While water as setting and as mirror have driven animation technologies in mainstream American animated features (requiring, in Disney’s 1937 Snow White, the enormous resources of the multiplane camera), contemporary Indigenous productions activate another relationship of viewer to screen and viewer to water, converging to form a new Indigenous screen imaginary that connects instruction with care. This article traces the integration of North American Indigenous animation aesthetics with interrelated relationships and obligations around water and water protection.
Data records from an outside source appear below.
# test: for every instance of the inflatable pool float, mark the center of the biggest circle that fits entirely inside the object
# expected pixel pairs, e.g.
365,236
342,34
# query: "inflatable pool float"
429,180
Drawing on examples from an expanding corpus of short animated productions, I argue that Indigenous ways of envisioning water present viewers with instruction towards action: water conveys a teaching. Following Lenape critic Joanne Barker’s turn to water as an analytic – “a water that (in)forms, a water that instructs” – I explore Indigenous animation of water as both pedagogy and technology, a conjunction that foregrounds human creative authorship even as it decenters the human in favor of water as a teacher.
动画水域与本土教学的循环
虽然水作为背景和镜子推动了美国主流动画电影的动画技术(在迪斯尼1937年的《白雪公主》中,需要多平面摄像机的巨大资源),但当代土著作品激活了观众与屏幕、观众与水的另一种关系,汇聚形成了一种新的土著屏幕想象,将教学与关怀联系起来。本文追溯了北美土著动画美学与围绕水和水保护的相互关联关系和义务的融合。我从越来越多的动画短片中举出例子,认为土著想象水的方式为观众提供了行动的指导:水传达了一种教学。继Lenape评论家Joanne Barker将水作为一种分析——“一种形成的水,一种指导的水”——之后,我探索了作为教学法和技术的水的土著动画,这种结合突出了人类的创造性,即使它使人类倾向于作为老师的水。
本文章由计算机程序翻译,如有差异,请以英文原文为准。